Песнь в мире тишины (Рассказы) | страница 99



— Нет, нет! Я никогда бы так не поступила. Я не могу объяснить этого. Вы меня все равно не поймете, но для меня это просто невозможно.

Их милая Вероника со всеми ее причудами, выдумками, страхами, оказывается, еще и фанатик; им это казалось чистой нелепостью, что, впрочем, не мешало им любить ее еще больше. Она очень долго (боже! иногда это тянется годами) не может на что-нибудь решиться, но уж если она решится, это все равно, как если бы она захлопнула за собой железную дверь, и даже если это приведет к каким-нибудь ужасным последствиям, она будет держаться твердо, непоколебимо, как кегля, которая стоит не дрогнув, когда в нее со всех сторон летят шары. Быть может, именно потому, что Вероника хорошо знала себя, знала, что, какой бы путь она ни избрала, назад возврата не будет, она колебалась и боялась принимать решение. Не бесконечная игра фантазии сдерживала ее, подсказывала ей все новые и новые планы, а страх перед неведомыми бедствиями и возможными страданиями. Так мотылек, порхая вокруг алтаря с незажженными свечами, не смеет опуститься ни на одну из них из страха, что, едва только он заденет ее своими крылышками, пламя вспыхнет и сожжет его. И тот же страх не позволит Веронике отступить; страх и какая-то особая гордость, заставляющая сохранять достоинство и в несчастье.

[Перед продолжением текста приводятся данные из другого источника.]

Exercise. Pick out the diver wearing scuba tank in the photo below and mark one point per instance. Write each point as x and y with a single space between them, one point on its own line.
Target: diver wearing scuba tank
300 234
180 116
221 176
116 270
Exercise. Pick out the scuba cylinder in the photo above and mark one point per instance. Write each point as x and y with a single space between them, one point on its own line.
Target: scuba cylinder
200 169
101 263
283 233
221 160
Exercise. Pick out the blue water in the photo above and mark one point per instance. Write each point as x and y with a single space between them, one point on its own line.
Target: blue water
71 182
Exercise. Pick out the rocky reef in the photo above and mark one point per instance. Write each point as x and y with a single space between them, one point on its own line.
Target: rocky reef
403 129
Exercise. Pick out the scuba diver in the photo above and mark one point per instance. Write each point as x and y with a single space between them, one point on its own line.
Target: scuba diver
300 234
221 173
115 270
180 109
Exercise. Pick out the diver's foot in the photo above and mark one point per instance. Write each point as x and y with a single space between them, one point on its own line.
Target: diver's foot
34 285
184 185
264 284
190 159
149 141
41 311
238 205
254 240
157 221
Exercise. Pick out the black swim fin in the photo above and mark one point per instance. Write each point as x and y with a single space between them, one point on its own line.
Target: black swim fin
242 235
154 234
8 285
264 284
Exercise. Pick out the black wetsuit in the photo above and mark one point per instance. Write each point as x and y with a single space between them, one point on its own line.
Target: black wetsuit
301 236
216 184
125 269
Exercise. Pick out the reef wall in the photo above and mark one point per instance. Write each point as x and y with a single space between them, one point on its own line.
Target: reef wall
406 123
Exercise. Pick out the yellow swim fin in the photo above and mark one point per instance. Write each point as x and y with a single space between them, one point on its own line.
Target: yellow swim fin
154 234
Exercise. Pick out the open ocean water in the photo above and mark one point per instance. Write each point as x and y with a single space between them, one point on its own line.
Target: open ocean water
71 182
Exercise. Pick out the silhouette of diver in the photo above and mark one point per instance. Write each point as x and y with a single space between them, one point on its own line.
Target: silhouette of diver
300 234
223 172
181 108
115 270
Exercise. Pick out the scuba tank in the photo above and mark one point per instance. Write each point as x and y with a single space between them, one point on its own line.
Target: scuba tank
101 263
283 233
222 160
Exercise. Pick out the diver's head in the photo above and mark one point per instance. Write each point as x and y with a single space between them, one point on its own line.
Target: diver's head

— Я никогда не выйду замуж, — сказала Кивок, — никогда.

— И я тоже, — подхватила Мигушка. И Вероника с ними согласилась.

Моргушка, затягиваясь сигаретой, уклончиво сказала:

— Совсем не обязательно выходить замуж, мои дорогие.

Остальные затянули хором:

— Даем торжественный обет — остаться девами навек!

— Скажите лучше: незамужними, — вздохнула Ида Парагрин.

— Второй раз девушкой ведь не станешь, — выпалила Вероника. — Это папа меня так наставлял.

— Мне кажется, — протянула Ида со скучающим видом, — вряд ли найдется хоть одна женщина, которая этого пожелала бы.

— Боюсь, — вздохнула Вероника, — что, когда я полюблю, я сделаюсь совершенной дурой. Я это знаю.

— Милой дурочкой, — прошептала Ида.

— Я это знаю, — продолжала Вероника, — и поэтому я и не хочу. По крайней мере не сейчас еще.

Эти слова, обнаруживающие полную невинность, вызвали у трех подруг самые нескромные опасения.

— Парри, ты становишься вульгарной!

— Я просто стану его рабой, — сказала едва слышно Вероника.

И так на какое-то время Вероника увлеклась новой мечтой о человеке, которого она полюбит, и о том, как она будет вести себя с этим богоподобным существом. И хотя подруги смеялись над ее фантазиями, все же мечты Вероники оказали на них свое действие, о чем она даже не подозревала; они подействовали на них гораздо сильнее, чем на Веронику. Она никогда не стремилась изведать те наслаждения, которые сулили ей эти мечты. Она довольствовалась тем, что созерцала их в своем воображении; а между тем Ида Парагрин завела любовника, Кивок стала встречаться с молодыми людьми, а Элла Перкинс неожиданно вышла замуж за торговца молочными продуктами. У него была заячья губа, и он жил в Фулхэме, — место, куда, по словам Иды, надо ехать на крыше омнибуса, уткнувшись носом в чью-то давно немытую шею. Почему Элла так поступила, они не понимали, они знали только, что какие-то женщины всегда выходят замуж за таких вот мужчин.